Distributed Asynchronous Object Storage
DAOS is a high-performance, all-NVMe parallel storage system developed over the course of over a decade by the HDF Group, Whamcloud, and Intel. It shares a common lineage with many of the original creators of Lustre, but it was designed from the ground up to not adhere to POSIX semantics and instead offer a native object interface.
It is the storage system for Aurora.
Red flags (2026)
DAOS lacks many of the features required for modern production high-performance storage systems. According to the latest roadmap:1
- Rolling updates not supported until 2H 2027
- No at/rest or in-flight encryption (so no multitenancy)
- No pool resizing
- No compression or deduplication (not great considering the flash shortage)
- Multirail DAOS engines
History
Off the top of my head:
- I first became aware of DAOS in 2015, when it was a research effort funded by the DOE as part of the FastForward/DesignForward programs. The grant was given to the HDF group and Whamcloud a few years earlier. Eric Barton was leading the effort, and DAOS was really complicated.
- Intel acquired Whamcloud, and DAOS along with it, in 2012.2
- At some point between 2014 and 2018, Eric Barton retired from Intel. Johann Lombardi takes over as DAOS chief architect. Eric goes on to join DDN to develop what is now Infinia.
- Intel sells Whamcloud to DDN in 20182 but keeps the DAOS contract and development. DAOS becomes a part of Aurora. A lot of the complexity introduced by Eric Barton is removed from DAOS.
- Johann Lombardi leaves Intel in 2023.
- The DAOS Foundation is formed in late 2023. Its founding members are Intel, Argonne, HPE, Google, and Enkata.
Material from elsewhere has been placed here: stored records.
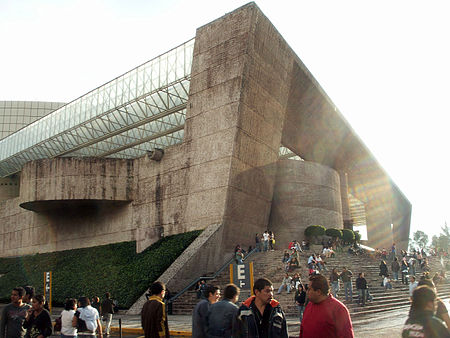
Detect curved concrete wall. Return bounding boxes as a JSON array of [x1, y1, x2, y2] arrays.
[[0, 175, 19, 201], [269, 160, 343, 247], [20, 157, 133, 211]]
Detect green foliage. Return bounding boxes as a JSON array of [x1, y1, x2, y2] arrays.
[[325, 228, 342, 238], [342, 229, 355, 243], [412, 230, 428, 249], [305, 225, 326, 237], [0, 231, 201, 308]]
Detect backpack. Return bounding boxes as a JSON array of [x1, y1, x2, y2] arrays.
[[75, 311, 88, 332]]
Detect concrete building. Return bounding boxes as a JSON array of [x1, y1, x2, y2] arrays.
[[0, 3, 411, 289]]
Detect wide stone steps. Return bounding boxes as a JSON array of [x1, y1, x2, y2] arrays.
[[173, 250, 450, 317]]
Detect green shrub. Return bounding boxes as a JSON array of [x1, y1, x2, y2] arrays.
[[342, 229, 355, 243], [325, 228, 342, 238], [305, 225, 326, 237], [0, 231, 201, 308]]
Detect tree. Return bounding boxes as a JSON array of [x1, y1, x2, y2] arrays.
[[412, 230, 428, 249], [342, 229, 355, 243], [325, 228, 342, 239], [354, 231, 361, 243], [305, 225, 326, 242]]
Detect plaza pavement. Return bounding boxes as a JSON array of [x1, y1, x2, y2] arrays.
[[0, 304, 409, 338]]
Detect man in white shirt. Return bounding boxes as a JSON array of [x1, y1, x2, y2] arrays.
[[263, 230, 269, 251], [277, 273, 292, 294], [409, 276, 418, 297]]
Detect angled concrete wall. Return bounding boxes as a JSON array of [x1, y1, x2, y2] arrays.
[[270, 160, 343, 246], [0, 3, 411, 264]]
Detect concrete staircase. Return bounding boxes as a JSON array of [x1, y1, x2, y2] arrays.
[[173, 250, 450, 318]]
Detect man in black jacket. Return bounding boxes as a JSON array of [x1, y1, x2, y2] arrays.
[[101, 292, 114, 336], [402, 285, 450, 338], [206, 284, 240, 338], [238, 278, 288, 338], [356, 272, 368, 306]]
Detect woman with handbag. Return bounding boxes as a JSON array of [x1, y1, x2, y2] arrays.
[[60, 298, 77, 338], [23, 295, 52, 338]]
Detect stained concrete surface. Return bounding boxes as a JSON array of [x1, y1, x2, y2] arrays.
[[0, 304, 409, 338]]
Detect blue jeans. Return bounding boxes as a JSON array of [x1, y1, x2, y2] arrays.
[[392, 271, 398, 280], [344, 282, 353, 301], [331, 282, 339, 298], [358, 289, 367, 306], [278, 283, 291, 293], [297, 305, 305, 323]]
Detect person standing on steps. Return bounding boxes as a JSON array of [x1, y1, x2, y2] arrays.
[[269, 231, 275, 251], [300, 275, 354, 338], [330, 268, 340, 298], [356, 272, 368, 306], [402, 286, 450, 338], [294, 283, 306, 323], [391, 257, 400, 281], [263, 230, 269, 252], [255, 234, 261, 252], [141, 282, 170, 338], [192, 285, 220, 338], [277, 273, 292, 295], [0, 287, 31, 338], [101, 292, 114, 336], [236, 278, 288, 338], [340, 266, 353, 303], [206, 284, 240, 338], [400, 257, 408, 285]]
- Intel, Argonne, and HPE are tied to the hip because of Aurora
- Enkata spun out of Croit, a company developing DAOS features
- Google bet on DAOS as the foundation for its ParallelStore product
- Intel divests its DAOS development team to HPE in late 2024.
- Johann Lombardi joins the HPE DAOS team in February 2025.3
There really are two different realizations of DAOS which adds to the confusion around its history: the Eric Barton version, which went on to be realized in Infinia, and the Johann Lombardi version, which lives on in the DAOS Foundation. The Eric Barton DAOS was documented in an SC16 paper4 but the version of DAOS that lives on in Aurora and in the open-source community is very different from that.